Buyer Beware

Industry comment

Published: 03 January

Author: Geoff Newman

Type: Industry comment

Year: 2012

Many energy-saving strategies include retrofitting new technologies to existing plant to improve efficiency.Tony Willis, technical sales director at Sabien Technology, explains why it's important to adopt a careful evaluation strategy

When planning a strategy to reduce energy consumption and carbon emissions, it's common to include both short-term and long-term projects to achieve ongoing improvements.Within the short-term phase, retrofit technologies often offer relatively quick energy-savings with a quick return on investment.

However, as a result of the significant investment by organisations in energy efficiency -  the so-called green pound - there are a number of technologies on the market that seek to exploit the situation without delivering what they promise.

Consequently, it is essential to carry out a thorough evaluation of any technologies under consideration to ensure they delight rather than disappoint. And unfortunately many such solutions are based on unproven theories, or they may be technologies that have failed in the past but been reincarnated with a new look backed by new spiel.

Boiler dry cycling

Boiler dry cycling is a case in point, where boilers fire to replace the heat lost through standing losses rather than in response to a genuine demand for heat from the building.

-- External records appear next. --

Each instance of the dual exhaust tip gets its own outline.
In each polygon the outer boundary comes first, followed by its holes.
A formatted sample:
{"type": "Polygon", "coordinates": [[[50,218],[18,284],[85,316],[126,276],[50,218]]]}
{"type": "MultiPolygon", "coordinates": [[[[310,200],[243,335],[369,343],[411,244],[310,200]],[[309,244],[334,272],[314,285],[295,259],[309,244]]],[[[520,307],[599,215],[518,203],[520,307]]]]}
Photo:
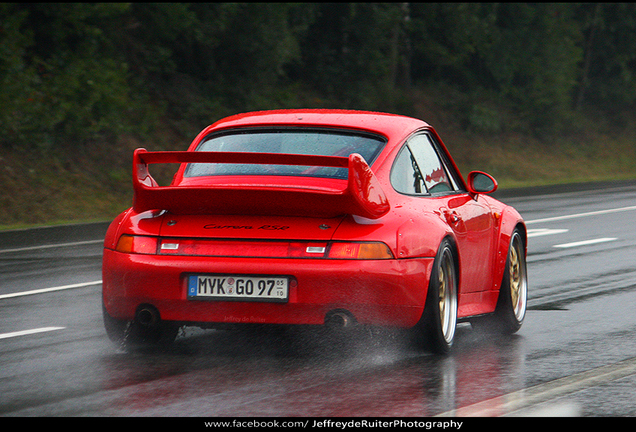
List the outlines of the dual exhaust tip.
{"type": "MultiPolygon", "coordinates": [[[[161,316],[154,306],[141,305],[135,314],[135,321],[143,327],[154,327],[161,322],[161,316]]],[[[334,310],[325,316],[325,326],[332,329],[352,327],[355,324],[355,318],[345,310],[334,310]]]]}

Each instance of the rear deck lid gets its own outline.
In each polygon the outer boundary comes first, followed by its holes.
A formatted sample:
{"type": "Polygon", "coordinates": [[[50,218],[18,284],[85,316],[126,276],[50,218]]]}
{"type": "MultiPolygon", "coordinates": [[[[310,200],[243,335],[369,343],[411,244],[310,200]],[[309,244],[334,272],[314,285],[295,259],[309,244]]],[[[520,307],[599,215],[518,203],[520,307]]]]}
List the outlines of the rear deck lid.
{"type": "Polygon", "coordinates": [[[166,214],[161,237],[327,241],[343,217],[305,218],[166,214]]]}
{"type": "Polygon", "coordinates": [[[251,258],[323,258],[341,218],[170,215],[158,252],[251,258]]]}

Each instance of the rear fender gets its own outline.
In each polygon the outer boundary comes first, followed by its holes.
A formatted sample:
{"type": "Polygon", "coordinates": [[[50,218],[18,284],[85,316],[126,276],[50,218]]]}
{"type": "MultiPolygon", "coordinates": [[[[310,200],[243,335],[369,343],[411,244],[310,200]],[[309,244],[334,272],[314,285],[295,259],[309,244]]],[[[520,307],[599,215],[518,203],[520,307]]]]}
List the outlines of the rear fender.
{"type": "Polygon", "coordinates": [[[132,208],[126,210],[117,216],[109,225],[104,238],[104,247],[107,249],[115,249],[117,241],[122,234],[159,235],[163,213],[164,212],[161,211],[137,213],[132,208]]]}
{"type": "Polygon", "coordinates": [[[104,247],[107,249],[114,249],[117,245],[117,239],[119,238],[119,233],[121,232],[121,226],[123,221],[128,217],[131,209],[126,210],[125,212],[120,213],[115,220],[113,220],[108,229],[106,230],[106,235],[104,236],[104,247]]]}
{"type": "Polygon", "coordinates": [[[519,228],[521,235],[523,236],[523,244],[526,249],[528,247],[528,236],[526,231],[526,225],[521,215],[512,207],[504,207],[500,212],[499,222],[499,236],[497,239],[496,247],[496,259],[494,268],[494,281],[495,290],[499,290],[501,287],[501,281],[503,280],[504,271],[506,268],[506,261],[508,259],[508,249],[510,247],[510,239],[515,229],[519,228]]]}
{"type": "Polygon", "coordinates": [[[434,258],[437,249],[445,237],[452,232],[441,217],[410,218],[397,230],[397,258],[434,258]]]}

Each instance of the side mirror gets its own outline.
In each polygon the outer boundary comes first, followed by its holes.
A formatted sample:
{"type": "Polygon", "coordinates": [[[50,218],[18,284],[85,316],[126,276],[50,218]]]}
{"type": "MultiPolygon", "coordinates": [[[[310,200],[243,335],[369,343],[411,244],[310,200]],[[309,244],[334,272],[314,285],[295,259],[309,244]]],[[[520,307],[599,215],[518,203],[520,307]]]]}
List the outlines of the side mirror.
{"type": "Polygon", "coordinates": [[[468,174],[468,192],[473,195],[488,194],[497,190],[497,180],[490,174],[472,171],[468,174]]]}

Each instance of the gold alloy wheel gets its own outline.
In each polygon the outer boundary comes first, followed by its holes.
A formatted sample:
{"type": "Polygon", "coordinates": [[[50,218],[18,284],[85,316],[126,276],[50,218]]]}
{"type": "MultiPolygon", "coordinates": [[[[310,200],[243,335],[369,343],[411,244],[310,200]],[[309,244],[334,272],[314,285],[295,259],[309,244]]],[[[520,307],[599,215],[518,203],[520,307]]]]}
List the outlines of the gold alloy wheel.
{"type": "Polygon", "coordinates": [[[446,342],[451,342],[455,336],[457,301],[454,289],[453,259],[449,250],[445,250],[442,256],[438,287],[438,307],[442,334],[446,342]]]}
{"type": "Polygon", "coordinates": [[[512,239],[510,247],[509,267],[510,274],[510,299],[515,317],[520,320],[525,315],[525,302],[527,293],[526,269],[523,265],[523,244],[518,234],[512,239]]]}
{"type": "Polygon", "coordinates": [[[515,309],[519,302],[519,277],[519,254],[517,248],[513,247],[510,250],[510,296],[515,309]]]}

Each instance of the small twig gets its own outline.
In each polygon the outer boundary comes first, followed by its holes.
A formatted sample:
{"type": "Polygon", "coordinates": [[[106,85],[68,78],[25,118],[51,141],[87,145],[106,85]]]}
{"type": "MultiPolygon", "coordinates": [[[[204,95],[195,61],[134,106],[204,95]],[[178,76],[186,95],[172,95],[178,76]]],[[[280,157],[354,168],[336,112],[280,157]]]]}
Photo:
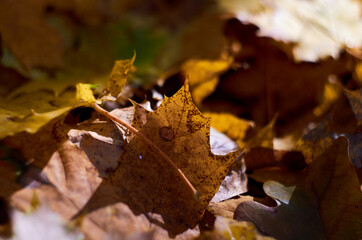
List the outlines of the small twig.
{"type": "Polygon", "coordinates": [[[110,120],[121,124],[122,126],[126,127],[129,131],[131,131],[132,133],[136,134],[137,136],[139,136],[145,143],[147,143],[149,146],[155,148],[160,154],[161,156],[172,166],[172,168],[174,168],[177,173],[180,175],[180,177],[182,178],[183,181],[185,181],[185,183],[187,184],[187,186],[190,188],[190,190],[193,192],[194,196],[196,199],[198,199],[199,193],[197,192],[197,190],[194,188],[194,186],[191,184],[191,182],[187,179],[187,177],[185,176],[185,174],[181,171],[181,169],[179,169],[177,167],[177,165],[175,164],[174,161],[172,161],[172,159],[167,156],[156,144],[154,144],[149,138],[147,138],[145,135],[143,135],[140,131],[138,131],[136,128],[132,127],[131,125],[129,125],[128,123],[124,122],[123,120],[117,118],[116,116],[114,116],[113,114],[111,114],[110,112],[104,110],[103,108],[101,108],[100,106],[98,106],[97,104],[93,105],[94,110],[96,110],[98,113],[102,114],[103,116],[109,118],[110,120]]]}

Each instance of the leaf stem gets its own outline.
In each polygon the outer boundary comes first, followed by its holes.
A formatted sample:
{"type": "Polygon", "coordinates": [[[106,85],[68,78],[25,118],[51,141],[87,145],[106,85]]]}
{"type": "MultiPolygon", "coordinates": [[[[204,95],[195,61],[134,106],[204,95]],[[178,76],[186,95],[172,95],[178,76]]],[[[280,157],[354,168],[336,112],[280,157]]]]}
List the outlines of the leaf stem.
{"type": "Polygon", "coordinates": [[[124,126],[125,128],[127,128],[129,131],[131,131],[132,133],[136,134],[138,137],[140,137],[145,143],[147,143],[149,146],[155,148],[160,155],[172,166],[172,168],[174,170],[176,170],[176,172],[179,174],[179,176],[182,178],[182,180],[187,184],[187,186],[190,188],[190,190],[192,191],[192,193],[194,194],[195,198],[198,199],[199,193],[197,192],[197,190],[194,188],[194,186],[192,185],[192,183],[187,179],[187,177],[185,176],[185,174],[181,171],[181,169],[179,169],[177,167],[177,165],[175,164],[174,161],[172,161],[172,159],[166,155],[166,153],[164,153],[156,144],[154,144],[148,137],[146,137],[145,135],[143,135],[140,131],[138,131],[136,128],[134,128],[133,126],[129,125],[128,123],[124,122],[123,120],[117,118],[116,116],[114,116],[113,114],[111,114],[110,112],[104,110],[103,108],[101,108],[98,104],[93,104],[92,107],[94,108],[94,110],[96,110],[98,113],[102,114],[103,116],[109,118],[110,120],[121,124],[122,126],[124,126]]]}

This is a problem that is found in the majority of boilers. Building management systems (BMSs) and weather compensation, are not typically configured to address it.

There have been many attempts to address boiler dry cycling in the past but early technologies typically either delayed firing of the boilers irrespective of the actual demand for heat, or altered firing patterns based on historical data rather than real-time activity.

Both methods compromise performance levels, alter designed set points and often interfere with other controls installed on the system.

So a solution that genuinely addresses boiler dry cycling without adversely affecting the performance of the system must work in harmony with other controls, such as a BMS or weather compensation.

Does the technology make engineering sense?

This example clearly illustrates the importance of asking some searching questions about any technology you are considering deploying. For instance, does the claimed method of operation actually make sense in engineering terms and can the supplier explain how it works in simple terms. Also, has the technology been proven through independent testing in other projects in the field? Will the manufacturer encourage you to talk to other users to gain the benefit of their experience? On top of these considerations is the potential for disruption of any retrofit project - something that deters many building operators from taking advantage of such energy-saving opportunities. The supplier of the retrofit technology should be able to help with this, managing the entire project and taking care of communications with each of the sites and all stakeholders.

Again, talking to that supplier's other users will give a good idea of their project management capabilities.

Very often there will also be a desire to evaluate the success of a quick fix project, calculate the actual payback and see if it delivers the predicted return on investment.

So it's important that appropriate ways of measuring the energy consumption before and after are in place. And in the case of any heating systems, where weather fluctuation impacts on energy consumption, the supplier should be able to compensate for such variation to deliver meaningful comparisons. In this case, by using 'degree day data' provided by the Meteorological Office.

Armed with this logical approach it is possible to achieve significant energy savings and deliver a sensible return on investment.

Intelligent boiler load optimisation

In the boiler dry cycling example, for instance, installation of an intelligent boiler load optimiser that satisfies all of the criteria above will typically reduce gas consumption by between 10 and 25%, with a payback of less than two years. That's the sort of saving that rewards a diligent approach to the selection of retrofit solutions.